The writing bug first snagged Cheryl through her penning of a personal essay, for which she received an award and publication. However, today short story fiction is what drives her writing, with an emphasis on Southern Gothic. Since her roots are buried deep in the bayous of Southern Louisiana, it is a natural fit. When not visiting the mysteries of her childhood home she also writes fantasy and science fiction.
She is the mother of eight grown children. Thus the theme of family and all that it entails, are prominent in her fiction. She had this to say about the rich culture of the South where she was raised, and how it influences her writing: “My grandmother was a believer in voodoo and practiced the every day forms such as creating love gri-gri’s (charm pouches). She once cured me of a reoccurring bout of warts on my hand by using an aluminum plate, candle and holy water; the warts never came back. Writing gothic tales, featuring the dead, is very natural to me because in the south we live with our dead. They walk beside us and talk to us daily.”

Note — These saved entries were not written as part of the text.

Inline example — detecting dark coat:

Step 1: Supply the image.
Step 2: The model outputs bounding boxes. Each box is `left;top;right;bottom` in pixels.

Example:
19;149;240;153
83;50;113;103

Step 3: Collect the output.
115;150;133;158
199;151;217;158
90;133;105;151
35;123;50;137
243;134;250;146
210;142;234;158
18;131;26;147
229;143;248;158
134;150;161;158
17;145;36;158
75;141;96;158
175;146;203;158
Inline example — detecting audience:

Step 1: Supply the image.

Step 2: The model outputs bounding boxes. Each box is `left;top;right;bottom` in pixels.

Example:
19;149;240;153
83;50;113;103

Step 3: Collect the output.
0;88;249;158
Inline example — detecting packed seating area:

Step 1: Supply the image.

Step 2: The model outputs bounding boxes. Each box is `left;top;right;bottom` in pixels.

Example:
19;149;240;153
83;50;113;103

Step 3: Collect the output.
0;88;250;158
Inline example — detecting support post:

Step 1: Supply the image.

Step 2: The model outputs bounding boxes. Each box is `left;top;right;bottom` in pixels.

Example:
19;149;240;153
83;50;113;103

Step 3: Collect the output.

When Cheryl is not writing, you will find her at an easel covered in oil paint. “When I write I usually have a picture in my mind of a painting to go with the story. The same holds true when the picture of a painting forms in my mind. It’s usually followed closely with an idea for a story. I hope everyone enjoys my interpretation of ShadowSpinners. I was greatly honored when asked to provide my vision in the from of an oil painting for the website.”
Cheryl’s paintings have been juried into Maude Kerns Art Center’s annual “Day of the Dead” show for the past three years, as well as in their 2012 “Art Expressing Music” exhibit. Her art has also hung in New Zone Gallery, Emerald Art Center and Unity of the Valley Spiritual Center.